HOME      SITE MAP      research     TEACHING      PEOPLE      OPENINGS      LAB      ADDRESS

[Overview]    [Bioinformatics]    [Protein engineering]    [Molecular systems engineering ]    [Publications ]   


The methods and topics of life science research have changed profoundly in the last decade. Genomic science has shifted our attention from hypothesis-driven studies of individual molecules to phenomenological approaches that target comprehensive views of the living cell and its dynamics. Proteomics is setting its sights on a description of the entire complement of cellular components and their interactions.

This development has been technology driven to a large extent; as a corollary we see that the applications domain, especially the biotechnology industry, contributes an unusually large fraction of its momentum. We - as basic scientists in the traditional centres of collaboration, education and non-directed discovery - are challenged not to fall behind: experience shows that sustained progress in the private sector critically depends on the academic sector to provide an uninterrupted stream of insight and innovations in the long-term.

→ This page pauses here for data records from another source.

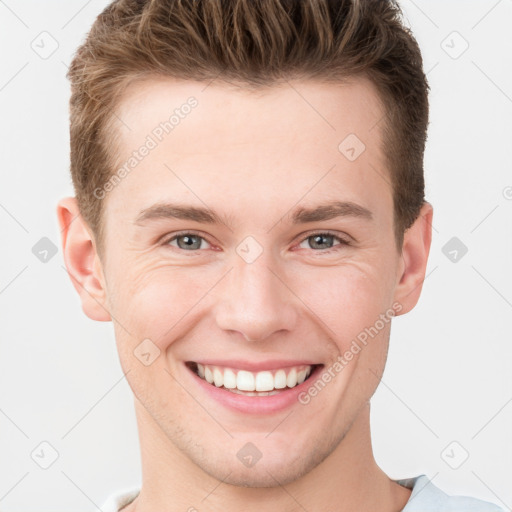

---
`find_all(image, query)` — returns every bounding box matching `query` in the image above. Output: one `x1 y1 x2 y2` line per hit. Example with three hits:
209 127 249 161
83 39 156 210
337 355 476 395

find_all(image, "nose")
216 246 298 341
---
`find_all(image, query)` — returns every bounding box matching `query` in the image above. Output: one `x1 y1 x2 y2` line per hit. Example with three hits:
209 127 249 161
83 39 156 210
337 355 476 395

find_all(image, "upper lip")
190 359 319 372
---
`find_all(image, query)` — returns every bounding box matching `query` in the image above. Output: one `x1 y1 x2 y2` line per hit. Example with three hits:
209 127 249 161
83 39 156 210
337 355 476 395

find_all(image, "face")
79 79 420 486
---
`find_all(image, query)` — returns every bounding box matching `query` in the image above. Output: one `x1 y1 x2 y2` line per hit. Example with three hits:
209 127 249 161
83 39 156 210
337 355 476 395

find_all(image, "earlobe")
395 202 434 315
57 197 111 322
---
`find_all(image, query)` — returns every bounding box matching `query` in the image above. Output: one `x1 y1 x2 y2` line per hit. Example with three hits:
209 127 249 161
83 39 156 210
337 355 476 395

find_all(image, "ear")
395 203 434 316
57 197 111 322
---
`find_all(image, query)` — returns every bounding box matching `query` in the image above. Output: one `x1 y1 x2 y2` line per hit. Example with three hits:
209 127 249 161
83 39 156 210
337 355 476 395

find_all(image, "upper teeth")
197 363 312 391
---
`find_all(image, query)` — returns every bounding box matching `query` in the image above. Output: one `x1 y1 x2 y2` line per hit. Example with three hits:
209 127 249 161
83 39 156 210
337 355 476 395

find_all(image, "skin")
58 78 433 512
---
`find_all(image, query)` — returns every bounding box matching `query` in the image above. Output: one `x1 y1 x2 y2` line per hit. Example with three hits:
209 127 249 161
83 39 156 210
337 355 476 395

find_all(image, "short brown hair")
68 0 428 250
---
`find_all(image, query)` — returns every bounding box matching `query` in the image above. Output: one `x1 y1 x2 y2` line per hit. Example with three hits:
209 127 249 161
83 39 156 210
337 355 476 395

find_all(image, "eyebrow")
135 201 373 226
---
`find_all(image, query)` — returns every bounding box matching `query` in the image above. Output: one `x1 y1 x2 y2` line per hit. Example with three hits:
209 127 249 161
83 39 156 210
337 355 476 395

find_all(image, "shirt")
101 475 504 512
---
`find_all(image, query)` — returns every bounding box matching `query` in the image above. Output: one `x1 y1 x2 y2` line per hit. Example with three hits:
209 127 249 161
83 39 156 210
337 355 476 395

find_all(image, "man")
58 0 499 512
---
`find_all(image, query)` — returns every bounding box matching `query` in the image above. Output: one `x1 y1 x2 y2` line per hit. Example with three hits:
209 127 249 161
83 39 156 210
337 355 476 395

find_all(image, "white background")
0 0 512 512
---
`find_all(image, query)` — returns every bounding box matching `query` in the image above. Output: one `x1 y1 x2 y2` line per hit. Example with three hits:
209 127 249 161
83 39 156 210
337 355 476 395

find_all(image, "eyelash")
162 230 351 254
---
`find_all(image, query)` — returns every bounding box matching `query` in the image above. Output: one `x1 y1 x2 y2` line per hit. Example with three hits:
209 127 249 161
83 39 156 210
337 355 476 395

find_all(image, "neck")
122 399 411 512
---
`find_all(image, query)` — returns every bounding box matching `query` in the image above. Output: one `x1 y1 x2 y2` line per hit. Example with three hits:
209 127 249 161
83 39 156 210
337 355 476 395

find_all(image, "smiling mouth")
186 361 322 396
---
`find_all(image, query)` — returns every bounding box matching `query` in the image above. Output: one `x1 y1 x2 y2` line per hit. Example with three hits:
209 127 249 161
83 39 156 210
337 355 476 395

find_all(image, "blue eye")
299 233 349 252
165 233 208 251
163 231 350 253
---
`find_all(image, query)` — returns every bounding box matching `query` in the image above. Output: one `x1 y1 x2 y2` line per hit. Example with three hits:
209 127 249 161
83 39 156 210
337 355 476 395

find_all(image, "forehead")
109 78 391 227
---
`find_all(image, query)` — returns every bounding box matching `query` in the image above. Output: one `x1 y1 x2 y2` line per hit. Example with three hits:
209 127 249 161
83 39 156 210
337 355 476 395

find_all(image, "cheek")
108 262 219 350
298 263 390 348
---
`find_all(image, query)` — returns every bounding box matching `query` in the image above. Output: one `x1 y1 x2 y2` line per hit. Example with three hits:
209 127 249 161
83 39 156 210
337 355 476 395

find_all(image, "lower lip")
185 365 323 414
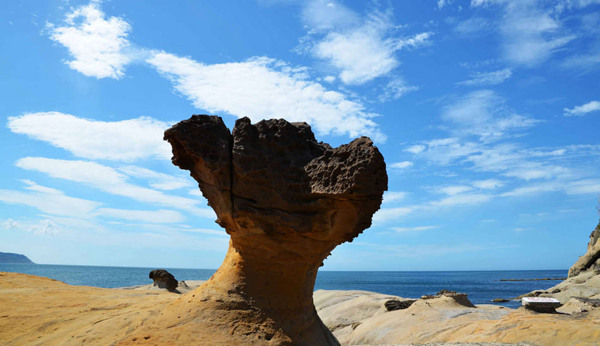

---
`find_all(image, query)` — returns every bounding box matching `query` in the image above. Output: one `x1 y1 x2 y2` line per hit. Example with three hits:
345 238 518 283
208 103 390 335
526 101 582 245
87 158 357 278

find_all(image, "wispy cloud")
456 68 512 86
0 219 62 236
442 90 539 140
391 226 440 233
471 0 576 66
383 191 408 204
0 180 101 217
47 1 132 79
563 101 600 117
390 161 413 169
49 1 390 142
16 157 214 217
148 52 385 141
118 166 193 190
299 0 432 84
7 112 171 161
95 208 184 223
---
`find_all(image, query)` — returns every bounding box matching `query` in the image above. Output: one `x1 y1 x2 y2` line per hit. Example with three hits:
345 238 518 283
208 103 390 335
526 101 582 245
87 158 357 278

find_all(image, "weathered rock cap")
383 299 417 311
164 115 387 265
569 222 600 278
421 290 475 308
521 297 562 313
148 269 179 292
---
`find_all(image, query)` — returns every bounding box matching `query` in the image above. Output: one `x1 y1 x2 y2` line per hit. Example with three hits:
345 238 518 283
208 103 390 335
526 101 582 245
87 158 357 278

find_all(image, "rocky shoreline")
0 273 600 345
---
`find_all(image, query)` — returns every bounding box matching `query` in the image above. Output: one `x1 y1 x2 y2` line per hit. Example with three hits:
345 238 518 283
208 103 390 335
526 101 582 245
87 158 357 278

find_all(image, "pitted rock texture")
148 269 179 292
165 115 387 344
569 222 600 278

With this in mind, our program of biomolecular engineering research emphasizes the investigation of engineering principles and strategies that may contribute to an understanding of biomolecular systems at a level that goes beyond phenomenological descriptions and short-term application issues. Our topics span bioinformatics, protein engineering and biomolecular nanotechnology. At the core of the program is the analysis and integration of genomics and proteomics data to guide protein engineering, the experimental validation of our predictions, and the application of results for molecular medicine and bio-nanotechnology in a mid- to long-term timeframe.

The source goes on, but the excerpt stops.